Ancient, decadent, moody, ruthless, this elusive and uniquely styled album combines medieval sounds and folk passages with extreme metal.
The influences are too many to speak of a single genre, there's gothic, there's death, there's black, but especially doom. It’s absurd to label it with just one genre, as the aim is precisely to traverse multiple musical genres through lyrics of dismay and dark mood, in English, German, and Latin. The work is complex and barely, hardly inclined to pleasurable listening. What envelops us is cold stone, slender light, and unchanging anguish.
The ensemble consists of 4 musicians engaged in various metal projects, each showcasing their personal experiences in their own way. That’s why we encounter sounds of timpani, lutes, flutes, pianos, organs, alongside the more "traditional" metal instrumentation like guitars, bass, drums. The result is a symphonic metal that, however, constantly shifts through passages of solo flutes, keyboards, acoustic guitars, and relentless rides marked by black scream or an abyssal growl. Marion's ethereal voice occasionally appears, expanding the range of this sound fusion. There's neither peace nor time to get carried away with the riffs, because everything alternates, albeit slowly, with perpetual regularity.
The intro "Des Nachtens suss Gedone" immediately transports us into a medieval atmosphere through the crystal-clear notes of a lute. Not even 2 minutes in and the 32 minutes of "Somnium Obmutum" begin. Three quarters of the CD are entrusted to this endless track. It starts with easily assimilated solos accompanied by drums that fluctuate between doom and black. It feels like a song that ends slowly, but in reality, it's the slow start of an ending that seems never to come... And after a piano and mournful keyboard pause, a new song seemingly begins, absurdly everything seems "mounted backwards," as if there's hope for a new beginning, materializing at the eighth minute with a distinctly black metal passage. The whole process progresses, completely abandoning the initial motifs. Again, a passage of piano, flutes, and organ gradually makes us realize that we're not even a third into "Somnium Obmutum"!!! Space for acoustic guitars that provide relief after oppressive and lacerating riffs. The relief is cut short in the subsequent reprise for a few minutes.
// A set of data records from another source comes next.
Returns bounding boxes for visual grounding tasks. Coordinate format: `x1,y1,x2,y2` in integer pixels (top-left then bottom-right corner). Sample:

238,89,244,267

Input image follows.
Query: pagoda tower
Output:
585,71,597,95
There’s no time to rest, again passages resembling folk and immediately following the black. Slowly moving through convulsive phases and seemingly apparent death, the song eventually ends.
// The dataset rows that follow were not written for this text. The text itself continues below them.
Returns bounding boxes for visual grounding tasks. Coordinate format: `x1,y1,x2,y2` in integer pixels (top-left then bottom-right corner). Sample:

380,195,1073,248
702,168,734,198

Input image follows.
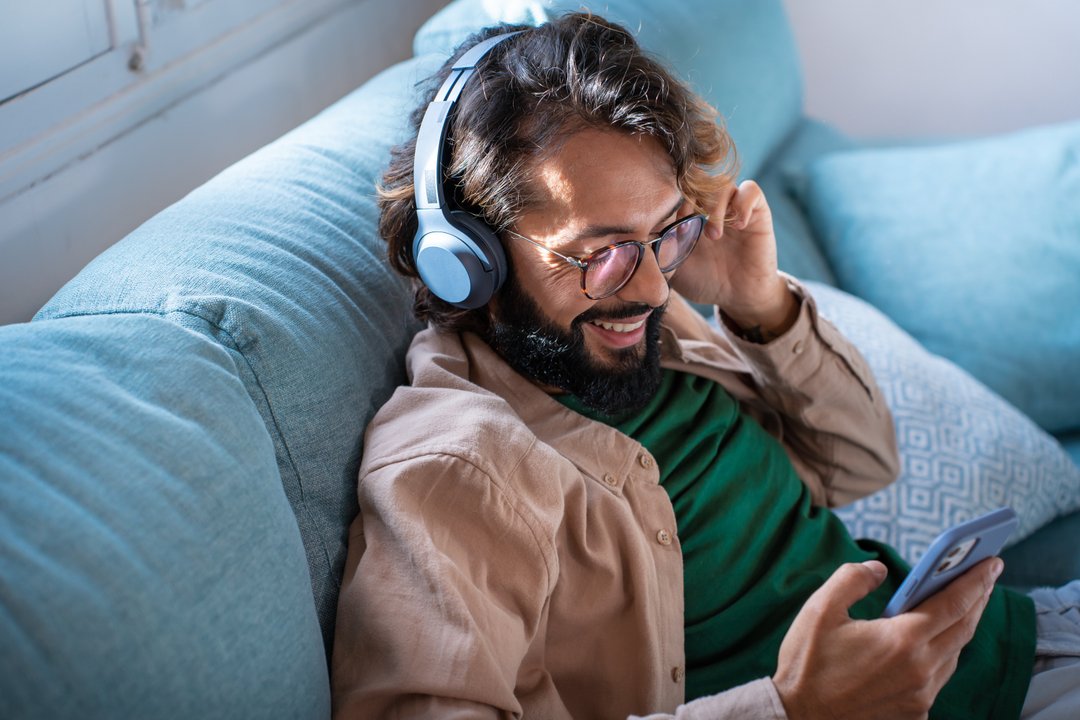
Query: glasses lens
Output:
585,243,642,300
656,215,705,272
"As autumn calls" is an interlude (over 4 minutes) of wind-swept keyboards and sweet flutes. They end, so to speak, the 18 and a half minutes of "Ode to solitude", which insists on the style of "Somnium obmutum". The sensations of isolation and tedium are extremely strong, the fierce voice is that of a wounded soul finding no comfort in anything. And again, the illusion that after 5 minutes the track ends. Instead, slowly, moving through nature’s atmospheres and desolate landscapes, a new beginning brings back previous sensations. It goes on like this, from moments of sharp riffs to acoustic arpeggios.
Of rare beauty, as well as of rare renown, these 4 tracks perhaps encapsulate one of the most heterogeneous compositions in metal. Of slow listening and assimilation, the skill of these musicians who managed to put so much into so little is undeniable.